The main cause of periodontal diseases is dental plaque bacteria. When teeth are cleaned poorly, the bacteria multiply rapidly and ever more new microorganism species colonise the oral cavity. The interaction between these microorganisms causes inflammation – gums become red, swollen, loose and bleed during teeth cleaning or when eating hard food.

Gum inflammation or gingivitis just affects the soft tissue without damaging the bone and periodontal ligaments. The inflammation goes deeper with time, because the gums recede closer to the tooth root. As the tooth root becomes more and more uncovered, the gap between the tooth root and the gums becomes wider and turns into a periodontal pocket. Importantly, this process is accompanied by gradual bone decay. This lesion is called periodontitis.

Diagnostics and treatment of periodontal diseases

Several methods are used in diagnostics of periodontal diseases. It is based on clinical examination of the oral cavity with various probes in order to assess the severity of the periodontal lesion. Also, diagnostic radiology is always used.

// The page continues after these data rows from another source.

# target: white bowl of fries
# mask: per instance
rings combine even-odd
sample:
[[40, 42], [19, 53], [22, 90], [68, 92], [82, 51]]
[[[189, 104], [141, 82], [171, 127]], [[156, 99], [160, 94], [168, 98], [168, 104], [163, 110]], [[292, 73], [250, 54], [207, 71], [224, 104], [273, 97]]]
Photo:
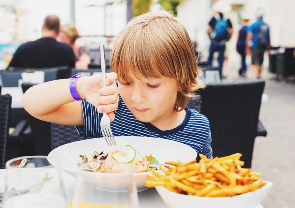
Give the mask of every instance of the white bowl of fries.
[[155, 187], [170, 208], [255, 208], [266, 196], [272, 182], [251, 169], [242, 168], [237, 153], [210, 160], [200, 154], [199, 163], [168, 162], [165, 175], [153, 172], [145, 185]]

Periodontitis is a chronic disease and successful treatment may result in complete cure or radical reduction of the periodontal inflammation and stop the further loss of supporting tissue. However, it is often no longer possible to regenerate the supporting tissue that has already been lost. Therefore, timely detection and early treatment of these diseases is crucial. Both conservative and surgical methods are used for the treatment of periodontal pockets. However, cooperation between a patient and a dentist and good daily oral hygiene are the most important factors. Whereas regular visits to a dentist or dental hygienist several times per year will allow one to control the gum condition and prevent a recurrence of the disease.